Preheat oven to 400°.

Lay bacon on baking sheet.  Bake for 15 minutes or until done.  Remove from oven, transfer to newspaper lined paper towels.  Open a news paper and cover with one thickness of paper towels (saves money and paper towels this way.  Thank you YaYa for the tip!). 


 Lay out 8 slices of bread.  Lightly coat each slice with butter.  Lay a slice of cheese on each slice of bread.  Place a slice of ham on top of each slice of cheese.  Cut bacon in half and place 4 halves on each sandwich.  Put the bottom sandwich half onto the top sandwich half.


Wrap the sandwich tightly with plastic wrap and refrigerate for at least 30 minutes to 1 hour. (Wrapping the sandwich in plastic wrap, compacts it, and prevents the egg batter from seeping in).  Combine the eggs and milk in a bowl. Heat a griddle over medium-high heat.
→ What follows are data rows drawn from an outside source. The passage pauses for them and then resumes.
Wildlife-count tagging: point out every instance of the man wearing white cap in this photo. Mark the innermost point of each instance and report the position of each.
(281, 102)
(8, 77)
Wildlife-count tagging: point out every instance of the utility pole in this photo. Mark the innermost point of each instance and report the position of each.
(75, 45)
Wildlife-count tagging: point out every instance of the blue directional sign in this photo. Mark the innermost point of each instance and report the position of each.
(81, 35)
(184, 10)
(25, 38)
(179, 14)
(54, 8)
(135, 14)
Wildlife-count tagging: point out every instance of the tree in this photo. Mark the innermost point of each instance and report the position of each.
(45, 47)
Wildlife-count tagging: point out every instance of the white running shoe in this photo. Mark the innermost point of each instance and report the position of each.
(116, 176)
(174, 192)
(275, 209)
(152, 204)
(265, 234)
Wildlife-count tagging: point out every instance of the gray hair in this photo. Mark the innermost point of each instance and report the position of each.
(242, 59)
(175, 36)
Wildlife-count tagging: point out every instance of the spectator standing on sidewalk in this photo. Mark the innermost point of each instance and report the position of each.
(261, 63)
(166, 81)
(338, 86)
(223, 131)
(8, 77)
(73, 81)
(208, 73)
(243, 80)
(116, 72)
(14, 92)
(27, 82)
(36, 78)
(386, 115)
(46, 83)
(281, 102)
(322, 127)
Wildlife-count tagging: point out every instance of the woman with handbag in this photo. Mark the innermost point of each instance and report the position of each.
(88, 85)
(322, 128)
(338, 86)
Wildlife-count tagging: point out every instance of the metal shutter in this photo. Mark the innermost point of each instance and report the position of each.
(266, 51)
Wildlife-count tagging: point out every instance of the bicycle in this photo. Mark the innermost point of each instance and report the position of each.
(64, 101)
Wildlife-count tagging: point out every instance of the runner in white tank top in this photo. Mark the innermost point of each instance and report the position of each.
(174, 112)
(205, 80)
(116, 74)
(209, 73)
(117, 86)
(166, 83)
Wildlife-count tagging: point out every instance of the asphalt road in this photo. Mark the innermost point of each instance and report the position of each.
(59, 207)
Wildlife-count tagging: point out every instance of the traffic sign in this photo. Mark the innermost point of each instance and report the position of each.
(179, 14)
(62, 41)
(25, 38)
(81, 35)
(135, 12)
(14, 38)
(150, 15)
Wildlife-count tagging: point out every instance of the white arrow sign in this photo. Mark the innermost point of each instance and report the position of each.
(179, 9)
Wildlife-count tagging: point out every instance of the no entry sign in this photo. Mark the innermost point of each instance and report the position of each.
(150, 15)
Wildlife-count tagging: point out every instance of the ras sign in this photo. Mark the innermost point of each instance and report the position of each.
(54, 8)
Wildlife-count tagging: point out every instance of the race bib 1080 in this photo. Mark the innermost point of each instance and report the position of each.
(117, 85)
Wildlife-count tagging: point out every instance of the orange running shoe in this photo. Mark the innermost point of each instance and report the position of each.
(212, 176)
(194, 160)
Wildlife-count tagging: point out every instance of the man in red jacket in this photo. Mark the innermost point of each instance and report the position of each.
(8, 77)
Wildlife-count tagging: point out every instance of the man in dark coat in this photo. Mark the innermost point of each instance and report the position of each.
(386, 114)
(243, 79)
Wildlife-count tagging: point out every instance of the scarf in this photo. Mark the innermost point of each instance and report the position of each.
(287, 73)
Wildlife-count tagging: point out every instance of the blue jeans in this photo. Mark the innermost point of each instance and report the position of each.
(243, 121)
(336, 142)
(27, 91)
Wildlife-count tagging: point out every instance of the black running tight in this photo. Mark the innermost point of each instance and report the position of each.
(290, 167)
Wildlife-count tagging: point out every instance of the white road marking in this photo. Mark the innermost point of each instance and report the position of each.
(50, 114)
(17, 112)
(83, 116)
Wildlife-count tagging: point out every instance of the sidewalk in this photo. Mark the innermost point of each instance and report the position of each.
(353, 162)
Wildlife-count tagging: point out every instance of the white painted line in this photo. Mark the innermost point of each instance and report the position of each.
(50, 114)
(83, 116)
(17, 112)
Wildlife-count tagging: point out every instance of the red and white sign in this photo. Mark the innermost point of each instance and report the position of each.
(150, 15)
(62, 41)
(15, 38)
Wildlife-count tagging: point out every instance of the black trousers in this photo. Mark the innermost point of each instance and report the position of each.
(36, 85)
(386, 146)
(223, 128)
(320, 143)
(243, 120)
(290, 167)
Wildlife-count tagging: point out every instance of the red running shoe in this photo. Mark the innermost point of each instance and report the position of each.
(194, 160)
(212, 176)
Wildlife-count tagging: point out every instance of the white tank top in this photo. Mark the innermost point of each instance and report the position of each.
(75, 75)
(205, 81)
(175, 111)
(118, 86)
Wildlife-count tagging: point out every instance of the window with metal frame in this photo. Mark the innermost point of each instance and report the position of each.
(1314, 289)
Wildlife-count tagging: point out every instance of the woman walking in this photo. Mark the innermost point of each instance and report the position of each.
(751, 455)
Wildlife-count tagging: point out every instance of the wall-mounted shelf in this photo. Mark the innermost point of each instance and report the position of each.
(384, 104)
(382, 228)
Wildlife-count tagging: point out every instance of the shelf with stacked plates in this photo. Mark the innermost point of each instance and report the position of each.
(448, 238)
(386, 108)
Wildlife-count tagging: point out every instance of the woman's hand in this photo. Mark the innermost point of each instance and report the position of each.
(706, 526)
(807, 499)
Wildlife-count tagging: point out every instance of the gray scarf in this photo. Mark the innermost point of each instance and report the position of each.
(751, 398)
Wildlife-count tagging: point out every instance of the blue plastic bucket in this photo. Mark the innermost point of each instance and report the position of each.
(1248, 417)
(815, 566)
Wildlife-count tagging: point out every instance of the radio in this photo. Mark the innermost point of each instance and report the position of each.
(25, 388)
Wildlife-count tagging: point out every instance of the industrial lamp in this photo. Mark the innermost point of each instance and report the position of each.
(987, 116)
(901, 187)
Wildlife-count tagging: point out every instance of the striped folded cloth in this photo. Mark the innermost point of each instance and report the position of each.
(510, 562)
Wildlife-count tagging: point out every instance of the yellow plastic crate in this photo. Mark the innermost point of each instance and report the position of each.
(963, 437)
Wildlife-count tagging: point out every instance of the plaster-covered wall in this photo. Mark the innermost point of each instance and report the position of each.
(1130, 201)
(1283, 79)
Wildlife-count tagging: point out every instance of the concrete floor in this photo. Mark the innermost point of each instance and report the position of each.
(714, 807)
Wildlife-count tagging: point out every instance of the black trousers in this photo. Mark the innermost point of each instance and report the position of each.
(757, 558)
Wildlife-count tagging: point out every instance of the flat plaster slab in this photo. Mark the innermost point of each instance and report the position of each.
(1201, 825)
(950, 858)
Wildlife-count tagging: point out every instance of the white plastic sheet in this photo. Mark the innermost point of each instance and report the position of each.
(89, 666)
Once the griddle is hot enough to scatter a drop of water, brush with softened butter.   Unwrap the sandwiches and dip in the egg batter (one at a time), to coat evenly. Gently place it on the griddle, and fry.  Turn once and then cover with a bowl (this helps to melt the cheese, my keeping the heat in) until golden brown and hot, about 5 minutes total.  Using caution, remove the bowl with a spatula and use an oven mitt to protect from the heat.


 Allow to cool, cut into 4ths with a knife.  Place on a serving platter.


Recipe developed by Donna Elick - The Slow Roasted Italian
Copyright ©2011 The Slow Roasted Italian – All rights reserved.

Originally published 9/17/11

22 comments:

  1. Oh YUM! These look delish...I love Monte Cristos!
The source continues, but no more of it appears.